As novas diretrizes para padrões alimentares escolares

Em 2010, o Congresso aprovou a Lei de Crianças Saudáveis, Livres de Fome para garantir que todas as crianças nos EUA tenham acesso à boa nutrição que precisam para ter boa saúde. Outro objetivo por trás da lei: ajudar a reduzir a epidemia de obesidade infantil nos EUA. Para colocar a legislação em prática, em janeiro de 2012, o USDA criou novos padrões de refeições escolares , com base nas Dietary Guidelines for Americans e recomendações do Institute of Medicine.

(Antes disso, os padrões nutricionais para refeições escolares não eram atualizados desde 1995!) Até agora, mais de 90% das escolas relatam que estão cumprindo com sucesso os novos padrões nutricionais e que a participação continua aumentando em muitas partes do país.

Revisando o modelo para refeições escolares

Em suma, as novas refeições escolares são projetadas para serem ricas em nutrientes e suficientes em calorias para as necessidades das crianças, com base na mais recente ciência nutricional.

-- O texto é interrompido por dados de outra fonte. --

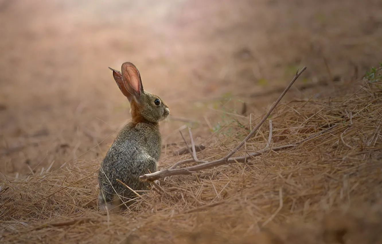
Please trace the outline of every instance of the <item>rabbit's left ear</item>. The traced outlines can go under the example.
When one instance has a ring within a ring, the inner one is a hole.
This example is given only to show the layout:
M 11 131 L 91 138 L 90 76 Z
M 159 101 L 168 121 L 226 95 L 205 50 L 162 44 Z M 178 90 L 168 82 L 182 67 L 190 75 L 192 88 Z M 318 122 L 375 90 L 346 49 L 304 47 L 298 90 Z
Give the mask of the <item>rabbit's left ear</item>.
M 113 77 L 114 77 L 120 90 L 122 92 L 122 94 L 127 98 L 129 102 L 133 98 L 133 95 L 131 94 L 125 87 L 125 84 L 123 83 L 123 80 L 122 80 L 122 74 L 118 70 L 112 69 L 110 67 L 108 67 L 108 68 L 113 71 Z
M 137 101 L 139 101 L 143 93 L 143 86 L 139 72 L 135 65 L 130 62 L 122 64 L 121 69 L 122 80 L 126 89 L 134 96 Z

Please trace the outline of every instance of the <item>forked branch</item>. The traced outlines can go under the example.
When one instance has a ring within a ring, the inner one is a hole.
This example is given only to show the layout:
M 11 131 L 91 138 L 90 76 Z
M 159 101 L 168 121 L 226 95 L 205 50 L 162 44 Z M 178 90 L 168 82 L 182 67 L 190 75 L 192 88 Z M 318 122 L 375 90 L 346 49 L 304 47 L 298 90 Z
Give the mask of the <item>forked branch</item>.
M 297 146 L 301 144 L 303 142 L 307 142 L 308 141 L 312 140 L 324 133 L 326 133 L 338 126 L 338 125 L 336 125 L 331 127 L 329 127 L 324 130 L 322 130 L 322 131 L 318 133 L 309 137 L 305 139 L 291 144 L 277 146 L 273 148 L 272 149 L 270 148 L 269 147 L 266 147 L 264 149 L 262 149 L 258 152 L 252 153 L 243 156 L 235 157 L 235 158 L 230 158 L 227 161 L 225 161 L 225 159 L 224 158 L 223 158 L 220 159 L 217 159 L 210 162 L 208 162 L 207 163 L 201 164 L 197 165 L 190 166 L 189 167 L 180 168 L 180 169 L 163 169 L 163 170 L 157 171 L 155 173 L 147 174 L 144 174 L 141 176 L 139 176 L 139 179 L 141 180 L 141 181 L 152 181 L 159 179 L 161 179 L 167 176 L 174 176 L 177 174 L 193 174 L 195 172 L 200 170 L 206 169 L 209 169 L 214 167 L 216 167 L 217 166 L 225 164 L 227 163 L 232 163 L 237 162 L 243 163 L 244 162 L 246 159 L 248 158 L 248 155 L 249 155 L 251 158 L 253 158 L 257 156 L 261 156 L 264 153 L 269 153 L 271 151 L 277 151 L 282 150 L 285 150 L 286 149 L 291 148 Z M 186 160 L 185 160 L 185 161 L 186 161 Z M 190 163 L 191 162 L 193 161 L 190 161 L 189 159 L 187 159 L 186 163 Z M 180 164 L 181 164 L 179 163 L 178 163 L 178 165 L 179 165 Z
M 196 162 L 201 163 L 197 165 L 190 166 L 189 167 L 181 168 L 180 169 L 170 168 L 168 169 L 161 170 L 151 174 L 147 174 L 140 176 L 139 179 L 142 181 L 152 181 L 155 180 L 165 177 L 166 176 L 169 176 L 176 174 L 190 174 L 194 173 L 195 172 L 199 170 L 202 170 L 206 169 L 212 168 L 227 163 L 236 163 L 236 162 L 243 162 L 245 161 L 247 158 L 247 155 L 236 157 L 235 158 L 231 158 L 231 156 L 236 152 L 238 151 L 240 148 L 246 142 L 251 138 L 255 133 L 256 132 L 256 131 L 257 131 L 259 128 L 262 125 L 263 123 L 264 123 L 265 120 L 266 120 L 269 117 L 274 109 L 276 107 L 276 106 L 281 100 L 283 97 L 285 95 L 285 94 L 293 85 L 293 83 L 295 83 L 295 81 L 297 79 L 297 78 L 300 76 L 301 74 L 302 74 L 302 73 L 304 72 L 304 70 L 305 70 L 306 69 L 306 67 L 304 67 L 304 68 L 303 68 L 301 70 L 299 71 L 299 72 L 298 72 L 298 72 L 296 72 L 296 75 L 295 76 L 295 77 L 293 77 L 292 81 L 289 83 L 289 85 L 288 85 L 288 86 L 286 88 L 285 88 L 285 90 L 284 90 L 284 91 L 283 92 L 281 95 L 280 95 L 280 96 L 278 98 L 277 100 L 276 100 L 276 102 L 275 102 L 275 103 L 274 103 L 273 105 L 272 105 L 272 106 L 271 107 L 269 111 L 268 111 L 268 112 L 267 113 L 267 114 L 264 116 L 261 120 L 259 124 L 257 124 L 257 125 L 253 128 L 253 129 L 251 131 L 251 132 L 249 133 L 248 135 L 247 136 L 247 137 L 243 140 L 243 141 L 238 145 L 238 146 L 233 151 L 228 153 L 225 157 L 222 158 L 220 159 L 214 160 L 210 162 L 203 160 L 199 160 L 196 157 L 196 152 L 195 152 L 195 145 L 194 144 L 194 140 L 192 138 L 192 134 L 191 133 L 191 130 L 189 128 L 189 132 L 191 140 L 191 144 L 192 144 L 191 146 L 192 146 L 193 151 L 191 151 L 191 150 L 188 146 L 187 143 L 186 142 L 186 139 L 185 138 L 185 137 L 183 135 L 181 132 L 180 132 L 180 133 L 182 136 L 182 137 L 183 138 L 185 142 L 186 143 L 186 146 L 189 150 L 190 153 L 191 154 L 193 158 L 191 159 L 187 159 L 186 160 L 185 160 L 184 161 L 181 161 L 178 162 L 176 164 L 177 165 L 179 165 L 182 164 L 182 163 L 185 163 L 186 162 L 191 163 L 193 162 Z M 333 128 L 333 127 L 330 127 L 330 129 L 331 129 Z M 314 135 L 316 136 L 319 134 L 322 134 L 322 133 L 324 133 L 324 132 L 326 130 L 324 130 L 321 132 L 317 133 Z M 296 146 L 297 145 L 299 145 L 303 142 L 307 140 L 310 137 L 308 137 L 306 139 L 300 141 L 299 142 L 293 144 L 274 148 L 272 149 L 272 150 L 274 151 L 277 151 L 287 148 L 290 148 L 294 146 Z M 253 153 L 252 153 L 249 154 L 248 155 L 249 155 L 251 157 L 258 156 L 261 155 L 263 153 L 269 152 L 270 151 L 270 150 L 271 149 L 269 147 L 267 147 L 259 152 Z

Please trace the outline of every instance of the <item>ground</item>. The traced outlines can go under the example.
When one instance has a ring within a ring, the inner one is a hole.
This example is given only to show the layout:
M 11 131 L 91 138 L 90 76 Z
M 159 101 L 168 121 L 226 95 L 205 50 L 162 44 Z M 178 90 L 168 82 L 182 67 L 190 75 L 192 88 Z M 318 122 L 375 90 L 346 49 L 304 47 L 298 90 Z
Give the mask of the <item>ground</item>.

Os cafés da manhã e almoços escolares são projetados para fornecer aproximadamente 25% e 33%, respectivamente, das necessidades diárias de calorias das crianças, com base na idade das crianças atendidas. Entre os destaques dos novos padrões : os alunos recebem frutas e legumes todos os dias da semana (aproximadamente o dobro em comparação com os padrões anteriores), além de alimentos integrais e apenas variedades de leite com baixo teor de gordura e sem gordura. .

Consistente com as diretrizes dietéticas atuais, as merendas escolares exigem pelo menos 60 gramas de alimentos ricos em proteína (como carne magra, frango, nozes, sementes, feijão e frutos do mar) por refeição. Há também um requisito para reduzir as quantidades de gordura saturada, gorduras trans, sódio e açúcares adicionados nas refeições escolares.

Repensando Snacks

Maior atenção também está sendo dada à noção de “ lanches inteligentes ” que são servidos nas escolas. Começando com o ano letivo de 2014-15, todos os alimentos que são vendidos nas escolas - a la carte, na loja da escola ou em máquinas de venda automática - durante o dia eram necessários para atender aos padrões nutricionais. Os novos padrões preservam a opção de os pais mandarem seus filhos para a escola com almoços ensacados ou enviarem presentes especiais para festas de aniversário, feriados e outras celebrações.

O progresso já está sendo observado. Um estudo de 2014 da Escola de Saúde Pública de Harvard descobriu que os novos padrões federais levaram a um maior consumo de frutas e vegetais entre as crianças - um aumento geral de 23% para frutas e um aumento de 16% para hortaliças. Mas outros estudos descobriram que uma quantidade considerável de desperdício de alimentos ainda ocorre sob as novas diretrizes, portanto, é preciso que mais trabalho seja feito. Uma medida que pode ajudar: Aumentar a duração dos períodos de almoço. Um estudo envolvendo estudantes do 7º e 9º anos na Califórnia descobriu que um período de almoço mais longo estava associado a uma probabilidade 40% maior de que os estudantes consumissem frutas e 54 que aumentassem a probabilidade de consumir verduras na escola.

Além disso, incluir uma barra de salada e envolver os alunos nas decisões sobre serviços de alimentação aumentava a probabilidade de que eles consumissem verduras.

Dado que as crianças passam uma quantidade significativa de seus dias na escola e que uma porção substancial de suas calorias é consumida na escola, é importante que as escolas enviem mensagens claras sobre o que é saudável para as crianças comerem todos os dias . Embora isso seja importante para todas as crianças, é especialmente crucial para as crianças de famílias de baixa renda que podem não ter condições de mandá-las para a escola com um almoço ensacado. Nessas frentes, as novas regras alimentares escolares são um passo na direção certa.

Fontes:

Cohen JF, Richardson S, Parker E, Catalano PJ, Rimm EB. Impacto dos Padrões de Refeições Escolares do Novo Departamento de Agricultura dos EUA na Seleção, Consumo e Resíduos de Alimentos. Revista Americana de Medicina Preventiva, abril de 2014; 46 (4): 388-94.

Gosliner W. Fatores Escolares Associados ao Maior Consumo de Frutas e Vegetais entre Alunos do Ensino Médio e Médio da Califórnia. Revista de Saúde Escolar, setembro de 2014; 84 (9): 559-68.

USDA. Dia Escolar Saudável, Ferramentas para Escolas: Focando nos Snacks Inteligentes.

USDA. Normas de Nutrição nos Programas Nacionais de Almoço Escolar e Pequeno Almoço Escolar; Regra final

USDA. O dia da escola ficou mais saudável.